Real-World Multi-Timeframe Fibonacci

Daily Chart:

  • Draw Fibonacci from weekly high to current price
  • 61.8% level = major support

4-hour Chart:

  • Draw Fibonacci from daily high to pullback low
  • Price bounces at 61.8% level within daily support
  • Double confluence = very high probability

Key Takeaway

Fibonacci retracement identifies likely support/resistance levels based on natural mathematical ratios. The 61.8% level is most important—price frequently bounces here. Combine with other support/resistance confluences for best results.

Use Fibonacci on your preferred timeframe. Test whether 61.8% or 38.2% is more reliable for your market. Track bounce success rates in your journal.

PipJournal lets you annotate trades with the Fibonacci level at entry, so you can measure which retracement levels are most profitable for your system.

Common Questions

What are the main Fibonacci retracement levels?

23.6%, 38.2%, 50%, 61.8% are the primary levels. The 61.8% level (golden ratio) is the most significant. 50% is psychological. Most reversals occur at one of these levels before the trend continues.

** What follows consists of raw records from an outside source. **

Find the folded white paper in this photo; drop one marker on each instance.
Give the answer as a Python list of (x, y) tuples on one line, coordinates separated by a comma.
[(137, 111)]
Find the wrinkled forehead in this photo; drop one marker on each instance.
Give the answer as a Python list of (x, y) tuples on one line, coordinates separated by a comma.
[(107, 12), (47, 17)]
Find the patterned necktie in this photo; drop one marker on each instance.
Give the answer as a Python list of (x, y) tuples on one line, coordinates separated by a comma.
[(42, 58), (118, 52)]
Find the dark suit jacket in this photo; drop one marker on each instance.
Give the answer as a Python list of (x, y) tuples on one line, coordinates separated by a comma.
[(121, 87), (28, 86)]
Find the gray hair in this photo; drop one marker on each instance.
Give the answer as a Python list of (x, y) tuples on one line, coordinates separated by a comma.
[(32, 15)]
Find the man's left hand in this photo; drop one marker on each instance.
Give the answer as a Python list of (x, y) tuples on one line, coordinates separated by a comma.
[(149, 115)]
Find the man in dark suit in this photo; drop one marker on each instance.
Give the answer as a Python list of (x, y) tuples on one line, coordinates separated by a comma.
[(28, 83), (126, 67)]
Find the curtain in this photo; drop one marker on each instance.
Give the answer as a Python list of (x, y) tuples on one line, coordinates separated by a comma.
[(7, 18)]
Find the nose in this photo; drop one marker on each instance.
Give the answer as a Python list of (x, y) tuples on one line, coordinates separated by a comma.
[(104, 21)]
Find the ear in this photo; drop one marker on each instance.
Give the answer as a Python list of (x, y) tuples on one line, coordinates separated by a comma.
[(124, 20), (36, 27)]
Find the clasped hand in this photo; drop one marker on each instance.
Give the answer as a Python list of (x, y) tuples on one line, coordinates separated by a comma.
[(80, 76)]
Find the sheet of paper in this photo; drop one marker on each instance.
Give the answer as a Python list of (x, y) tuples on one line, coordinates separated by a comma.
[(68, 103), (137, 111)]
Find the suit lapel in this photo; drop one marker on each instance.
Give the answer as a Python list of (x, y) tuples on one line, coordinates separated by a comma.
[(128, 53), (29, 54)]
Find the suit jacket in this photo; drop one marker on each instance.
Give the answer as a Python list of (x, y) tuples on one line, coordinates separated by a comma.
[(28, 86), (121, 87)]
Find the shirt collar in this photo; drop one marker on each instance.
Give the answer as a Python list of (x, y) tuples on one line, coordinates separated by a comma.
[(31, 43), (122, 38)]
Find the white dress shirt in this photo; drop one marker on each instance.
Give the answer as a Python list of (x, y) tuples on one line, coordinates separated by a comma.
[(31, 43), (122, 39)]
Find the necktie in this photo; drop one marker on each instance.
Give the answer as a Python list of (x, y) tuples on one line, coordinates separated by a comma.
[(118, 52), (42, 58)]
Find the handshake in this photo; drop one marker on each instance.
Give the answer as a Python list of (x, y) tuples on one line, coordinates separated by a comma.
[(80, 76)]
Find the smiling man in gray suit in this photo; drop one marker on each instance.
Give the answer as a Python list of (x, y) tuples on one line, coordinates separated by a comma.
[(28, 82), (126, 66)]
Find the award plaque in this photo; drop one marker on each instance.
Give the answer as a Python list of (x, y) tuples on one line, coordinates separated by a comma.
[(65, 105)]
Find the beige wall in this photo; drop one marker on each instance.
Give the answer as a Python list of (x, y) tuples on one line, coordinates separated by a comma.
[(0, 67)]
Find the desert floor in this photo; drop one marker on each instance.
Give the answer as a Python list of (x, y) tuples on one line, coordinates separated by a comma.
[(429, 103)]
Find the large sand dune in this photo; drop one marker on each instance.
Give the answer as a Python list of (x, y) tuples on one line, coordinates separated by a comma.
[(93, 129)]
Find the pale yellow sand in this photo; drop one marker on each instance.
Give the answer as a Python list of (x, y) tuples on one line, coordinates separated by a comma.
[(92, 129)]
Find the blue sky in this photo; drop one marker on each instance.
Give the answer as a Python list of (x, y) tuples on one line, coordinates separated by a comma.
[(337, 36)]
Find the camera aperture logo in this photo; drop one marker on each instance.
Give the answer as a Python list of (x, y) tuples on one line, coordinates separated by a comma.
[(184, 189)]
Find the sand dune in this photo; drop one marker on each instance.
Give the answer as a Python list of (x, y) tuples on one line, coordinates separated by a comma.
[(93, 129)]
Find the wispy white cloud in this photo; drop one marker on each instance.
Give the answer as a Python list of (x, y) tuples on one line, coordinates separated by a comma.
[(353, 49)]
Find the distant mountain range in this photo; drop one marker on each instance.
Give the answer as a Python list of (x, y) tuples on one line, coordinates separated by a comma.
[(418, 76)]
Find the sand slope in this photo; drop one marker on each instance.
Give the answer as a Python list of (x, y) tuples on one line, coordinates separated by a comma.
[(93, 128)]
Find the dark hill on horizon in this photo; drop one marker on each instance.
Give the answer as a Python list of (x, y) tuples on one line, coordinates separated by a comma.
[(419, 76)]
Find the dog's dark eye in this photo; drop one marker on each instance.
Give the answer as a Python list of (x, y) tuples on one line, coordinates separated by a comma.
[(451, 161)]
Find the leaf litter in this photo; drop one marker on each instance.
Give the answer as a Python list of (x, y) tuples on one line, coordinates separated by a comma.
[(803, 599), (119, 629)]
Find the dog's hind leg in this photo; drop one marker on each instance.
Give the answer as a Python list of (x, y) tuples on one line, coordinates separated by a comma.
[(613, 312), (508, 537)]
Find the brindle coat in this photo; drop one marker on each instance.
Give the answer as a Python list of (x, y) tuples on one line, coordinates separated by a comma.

How do you draw Fibonacci retracement?

Identify a clear trend (high to low or low to high). Click the tool, drag from the high to the low (uptrend) or low to high (downtrend). The chart automatically marks the 23.6%, 38.2%, 50%, 61.8% retracement levels.

Is 61.8% the strongest Fibonacci level?

Generally yes. The 61.8% retracement (golden ratio) is the most tested and most likely to hold as support. If price retraces past 61.8%, it often goes to 78.6% or beyond—suggesting the original trend is broken.

Can Fibonacci predict price reversals?

Fibonacci doesn't predict reversals. It identifies where reversals are *likely* to occur based on historical patterns. Price often bounces at these levels, but it's not guaranteed. Always confirm with [volume](/learn/glossary/volume) or other signals.

What's the difference between retracement and extension?

Retracement: pullback to support (23.6%, 38.2%, etc.) before trend continues. Extension: price breaks through the original high/low and extends to new highs (127%, 161.8%, etc.), suggesting trend acceleration.